IRCC allows Super Visa applicants to pay for medical insurance in monthly installments
Immigration, Refugees and Citizenship Canada IRCC has introduced key changes to Canada’s Super Visa. According to the latest rule, applicants can now pay their medical insurance via monthly installments, which will make it easier for families to be together in Canada.
In order to be eligible for the Super Visa, the applicant must have private medical insurance that meets all the following criteria:
- It covers the applicant for health care, hospitalization, and repatriation;
- It provides a minimum of $100,000 in emergency coverage; and
- It is valid for a minimum of 1 year from the date of entry into Canada and is available upon review by a border services officer upon request during re-entry into Canada.

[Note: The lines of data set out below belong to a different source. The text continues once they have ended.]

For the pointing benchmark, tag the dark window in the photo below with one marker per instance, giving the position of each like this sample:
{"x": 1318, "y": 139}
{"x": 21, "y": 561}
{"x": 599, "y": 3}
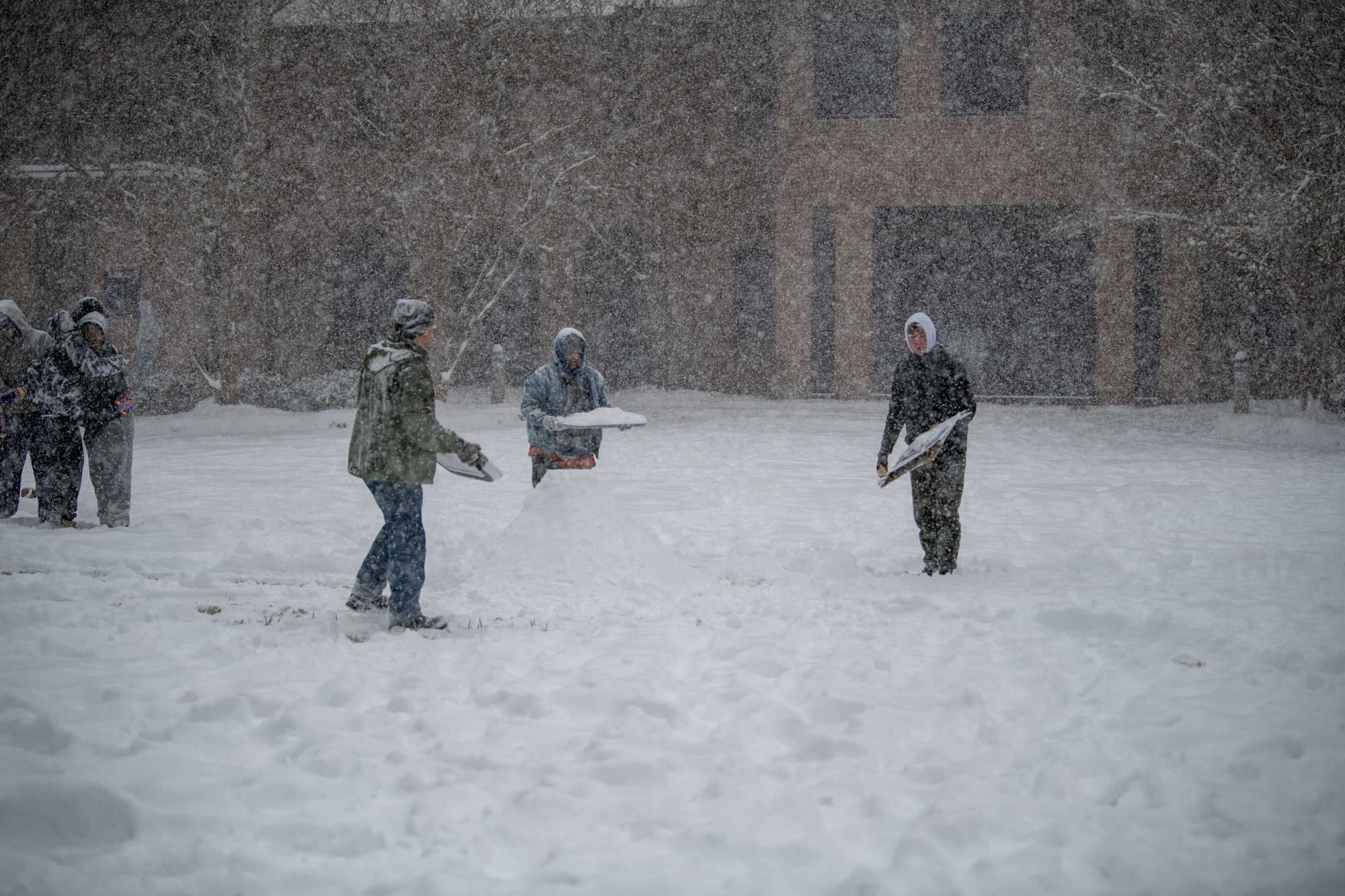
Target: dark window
{"x": 754, "y": 318}
{"x": 368, "y": 275}
{"x": 1149, "y": 264}
{"x": 985, "y": 65}
{"x": 1011, "y": 291}
{"x": 513, "y": 322}
{"x": 613, "y": 307}
{"x": 122, "y": 291}
{"x": 855, "y": 69}
{"x": 755, "y": 111}
{"x": 60, "y": 267}
{"x": 824, "y": 343}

While applicants have previously been allowed to pay for insurance in monthly installments, IRCC announced in August that it would require annual up-front payments. These payments average $1,500 for a 65-year-old and can be higher for older individuals
In response to this change in policy, many people felt it was unfair to require payment upfront for a whole year, as they felt it would be financially burdensome. Furthermore, fewer Super Visas were granted to deserving families because they felt that it was punitive towards families that were seeking to reunite but were unable to afford to pay for medical insurance upfront.
IRCC announced in December that it would be reversing its policy and that applicant would once again be able to pay for their insurance in monthly instalments. According to an IRCC spokesperson, the new rule was reversed in recognition of Canada’s strong emphasis on reuniting families.
But What is Super Visa ??
What is the Super Visa?
- A Super Visa is a Type of visa issued by the Canadian government to parent and grandparents of Canadian citizens or permanent residents. It allows eligible individuals to visit and stay in Canada for extended periods of time, up to a maximum of two years at a time, for a period of up to 10 years.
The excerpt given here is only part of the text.